“Backseat Freestyle” by Kendrick Lamar (2012)

Kendrick Lamar’s “Backseat Freestyle” is the Black male ego run unchecked…and it’s awesome.

In my previous Kendrick post, I mentioned how hip-hop has a swagger that, as a Black man, makes me feel unstoppable in the right context. Certain artists do that for me: Jay, Kanye, Talib Kweli. Ballers have that swagger too: J.R. Smith, LeBron, Mark Jackson, even Dennis Rodman. They knew they were the shit and didn’t feel compelled to downplay their talents just to appease White folks, which is something I’ve certainly done in the past (because there’s nothing more scary to White men specifically than an intelligent, confident Black man) and I don’t think is an experience unique to me. Black men are conditioned to think that they are less-than, and there’s nothing wrong with a motivational kick in the ass as a reminder that you’re just as (or more) smart and you’re just as (or more) qualified.

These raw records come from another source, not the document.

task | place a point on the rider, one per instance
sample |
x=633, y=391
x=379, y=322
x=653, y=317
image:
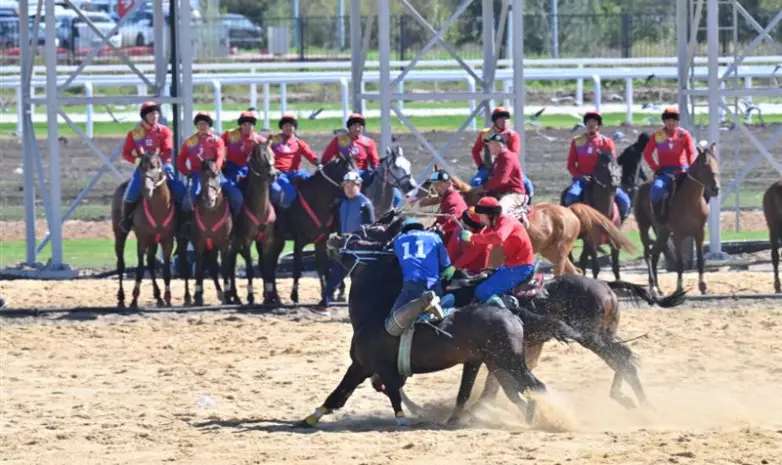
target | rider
x=508, y=233
x=355, y=210
x=205, y=145
x=288, y=150
x=451, y=203
x=356, y=145
x=499, y=118
x=582, y=159
x=239, y=144
x=148, y=136
x=675, y=153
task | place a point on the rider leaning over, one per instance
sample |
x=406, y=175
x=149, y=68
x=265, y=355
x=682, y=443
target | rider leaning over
x=675, y=153
x=239, y=144
x=508, y=233
x=148, y=136
x=205, y=145
x=288, y=151
x=499, y=119
x=357, y=146
x=582, y=160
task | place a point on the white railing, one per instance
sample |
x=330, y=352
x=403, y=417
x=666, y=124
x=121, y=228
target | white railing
x=343, y=79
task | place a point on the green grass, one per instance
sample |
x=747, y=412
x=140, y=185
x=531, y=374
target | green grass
x=423, y=123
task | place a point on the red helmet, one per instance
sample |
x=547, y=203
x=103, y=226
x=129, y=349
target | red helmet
x=288, y=118
x=595, y=115
x=499, y=112
x=671, y=113
x=203, y=116
x=148, y=107
x=247, y=117
x=355, y=118
x=488, y=206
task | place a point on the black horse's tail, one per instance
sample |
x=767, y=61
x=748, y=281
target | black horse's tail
x=640, y=293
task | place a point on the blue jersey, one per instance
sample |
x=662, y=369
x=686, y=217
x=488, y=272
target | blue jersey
x=422, y=256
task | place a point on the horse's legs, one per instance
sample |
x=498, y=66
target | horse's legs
x=139, y=273
x=151, y=267
x=469, y=374
x=355, y=375
x=298, y=247
x=119, y=250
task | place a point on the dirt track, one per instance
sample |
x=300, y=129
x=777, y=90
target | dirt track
x=224, y=389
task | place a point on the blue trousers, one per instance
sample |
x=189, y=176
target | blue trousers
x=503, y=280
x=662, y=183
x=229, y=188
x=483, y=175
x=412, y=290
x=575, y=194
x=133, y=191
x=282, y=190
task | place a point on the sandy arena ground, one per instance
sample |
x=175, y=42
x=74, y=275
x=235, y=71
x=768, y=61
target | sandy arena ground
x=223, y=389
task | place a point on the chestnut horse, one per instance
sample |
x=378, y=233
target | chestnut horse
x=687, y=215
x=256, y=223
x=772, y=208
x=153, y=225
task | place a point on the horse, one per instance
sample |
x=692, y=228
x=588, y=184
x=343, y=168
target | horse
x=772, y=209
x=476, y=334
x=153, y=225
x=392, y=173
x=600, y=194
x=256, y=223
x=309, y=220
x=211, y=235
x=687, y=214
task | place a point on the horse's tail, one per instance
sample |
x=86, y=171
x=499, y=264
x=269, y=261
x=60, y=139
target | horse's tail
x=640, y=293
x=594, y=225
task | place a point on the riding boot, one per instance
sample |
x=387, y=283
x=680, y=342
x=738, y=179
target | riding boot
x=126, y=222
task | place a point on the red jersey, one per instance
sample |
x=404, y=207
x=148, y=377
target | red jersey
x=674, y=150
x=238, y=147
x=451, y=204
x=505, y=176
x=361, y=149
x=582, y=159
x=467, y=255
x=200, y=147
x=511, y=235
x=145, y=138
x=512, y=140
x=288, y=152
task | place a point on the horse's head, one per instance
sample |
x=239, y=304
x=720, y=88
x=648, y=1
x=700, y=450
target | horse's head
x=706, y=170
x=607, y=174
x=210, y=183
x=151, y=168
x=261, y=162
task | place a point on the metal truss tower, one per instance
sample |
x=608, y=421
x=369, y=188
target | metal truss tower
x=55, y=100
x=388, y=94
x=722, y=85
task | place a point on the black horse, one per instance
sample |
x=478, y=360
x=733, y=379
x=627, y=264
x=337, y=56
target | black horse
x=476, y=334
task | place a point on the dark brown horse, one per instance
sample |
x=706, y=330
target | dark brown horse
x=308, y=221
x=153, y=225
x=210, y=234
x=256, y=223
x=772, y=208
x=687, y=215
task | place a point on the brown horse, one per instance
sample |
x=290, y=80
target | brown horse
x=153, y=225
x=687, y=215
x=256, y=223
x=210, y=235
x=772, y=207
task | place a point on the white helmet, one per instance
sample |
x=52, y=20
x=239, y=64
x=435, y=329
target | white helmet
x=352, y=176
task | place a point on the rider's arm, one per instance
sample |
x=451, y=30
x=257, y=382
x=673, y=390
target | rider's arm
x=572, y=161
x=648, y=151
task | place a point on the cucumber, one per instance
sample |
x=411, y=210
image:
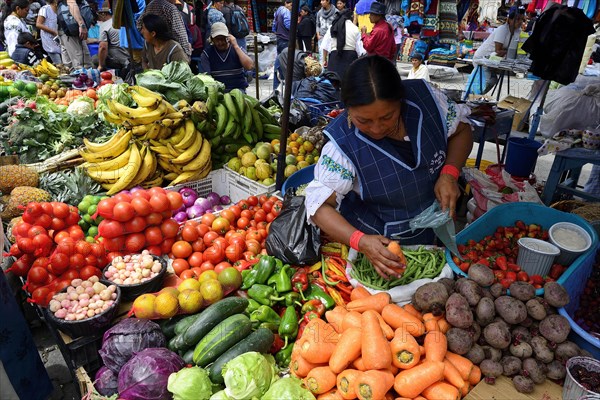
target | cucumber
x=260, y=341
x=221, y=338
x=212, y=316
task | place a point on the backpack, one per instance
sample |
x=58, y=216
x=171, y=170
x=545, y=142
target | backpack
x=237, y=22
x=66, y=22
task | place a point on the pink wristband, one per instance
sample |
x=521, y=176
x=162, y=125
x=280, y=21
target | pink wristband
x=450, y=170
x=355, y=238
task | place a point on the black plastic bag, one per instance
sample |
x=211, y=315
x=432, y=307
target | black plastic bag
x=291, y=238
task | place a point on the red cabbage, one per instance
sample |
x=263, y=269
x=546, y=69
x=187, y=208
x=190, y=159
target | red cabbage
x=106, y=382
x=145, y=376
x=128, y=337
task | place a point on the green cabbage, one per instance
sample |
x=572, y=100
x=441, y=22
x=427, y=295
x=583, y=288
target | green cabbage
x=288, y=388
x=248, y=375
x=190, y=384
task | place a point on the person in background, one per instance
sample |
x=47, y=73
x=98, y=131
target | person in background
x=225, y=60
x=110, y=54
x=48, y=27
x=397, y=147
x=306, y=29
x=160, y=48
x=361, y=14
x=381, y=39
x=14, y=23
x=281, y=27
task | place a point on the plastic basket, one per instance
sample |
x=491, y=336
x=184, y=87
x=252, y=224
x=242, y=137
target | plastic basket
x=529, y=213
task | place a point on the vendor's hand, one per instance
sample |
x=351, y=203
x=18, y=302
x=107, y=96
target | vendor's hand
x=447, y=192
x=383, y=260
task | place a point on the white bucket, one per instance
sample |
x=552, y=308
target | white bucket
x=536, y=256
x=572, y=390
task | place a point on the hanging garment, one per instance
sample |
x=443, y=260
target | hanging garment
x=557, y=43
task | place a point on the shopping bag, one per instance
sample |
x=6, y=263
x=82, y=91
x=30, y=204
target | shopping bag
x=291, y=238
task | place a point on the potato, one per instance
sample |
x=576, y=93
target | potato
x=533, y=369
x=458, y=312
x=497, y=335
x=536, y=309
x=555, y=328
x=522, y=290
x=521, y=350
x=476, y=354
x=541, y=351
x=459, y=340
x=511, y=365
x=555, y=370
x=513, y=311
x=555, y=295
x=470, y=291
x=481, y=274
x=431, y=297
x=523, y=384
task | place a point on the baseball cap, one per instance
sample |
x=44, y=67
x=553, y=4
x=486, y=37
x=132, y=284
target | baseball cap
x=218, y=29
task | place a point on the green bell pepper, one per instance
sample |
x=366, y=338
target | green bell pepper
x=263, y=294
x=288, y=328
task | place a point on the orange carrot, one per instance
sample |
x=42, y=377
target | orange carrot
x=411, y=382
x=387, y=330
x=375, y=348
x=346, y=383
x=436, y=345
x=359, y=292
x=375, y=302
x=351, y=319
x=452, y=376
x=475, y=375
x=405, y=350
x=462, y=364
x=320, y=380
x=347, y=350
x=441, y=390
x=373, y=384
x=409, y=308
x=318, y=341
x=397, y=317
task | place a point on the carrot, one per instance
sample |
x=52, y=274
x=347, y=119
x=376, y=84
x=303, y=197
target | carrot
x=351, y=319
x=436, y=345
x=452, y=376
x=375, y=302
x=375, y=348
x=347, y=350
x=346, y=383
x=359, y=292
x=462, y=364
x=397, y=317
x=475, y=375
x=320, y=380
x=409, y=308
x=318, y=341
x=411, y=382
x=387, y=330
x=441, y=391
x=405, y=350
x=374, y=384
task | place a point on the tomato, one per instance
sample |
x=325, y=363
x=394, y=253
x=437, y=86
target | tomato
x=180, y=265
x=182, y=249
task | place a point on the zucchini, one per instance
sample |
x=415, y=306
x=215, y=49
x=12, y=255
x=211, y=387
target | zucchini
x=212, y=316
x=221, y=338
x=260, y=341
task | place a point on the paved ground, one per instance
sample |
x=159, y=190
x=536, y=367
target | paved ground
x=55, y=364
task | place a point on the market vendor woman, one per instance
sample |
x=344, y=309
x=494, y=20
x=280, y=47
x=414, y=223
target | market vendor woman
x=396, y=148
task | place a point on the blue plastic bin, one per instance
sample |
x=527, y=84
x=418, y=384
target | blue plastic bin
x=529, y=213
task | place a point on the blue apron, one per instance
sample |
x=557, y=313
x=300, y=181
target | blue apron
x=391, y=191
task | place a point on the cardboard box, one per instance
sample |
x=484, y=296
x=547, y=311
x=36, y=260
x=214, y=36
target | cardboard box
x=520, y=106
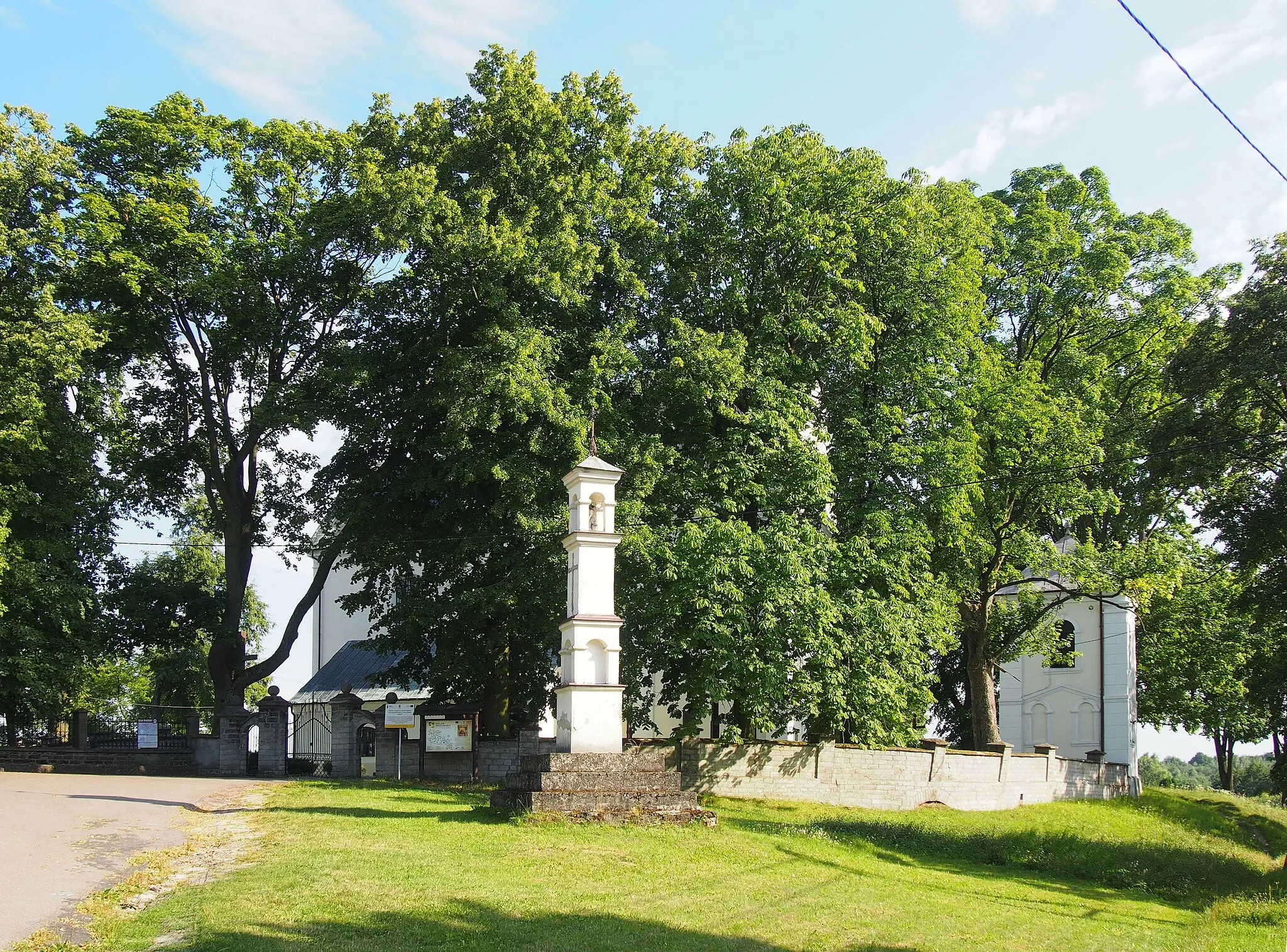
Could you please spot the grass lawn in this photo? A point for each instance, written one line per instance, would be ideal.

Motivational capabilities aside, Kendrick conducts a master class in rhyming. I read that “Backseat Freestyle” was inspired by Eminem, and Kendrick absorbs Em’s internal rhyme schemes and hyperspeed rhyming and puts some stank on it. That last verse is some head-spinning-in-Poltergeist type shit. Dick-grabbing, chest-puffing, comparing-his-dreams-to-MLK (ain’t nothing wrong with that), Michael Jackson standing-with-his-arm-up on Motown 25 type shit.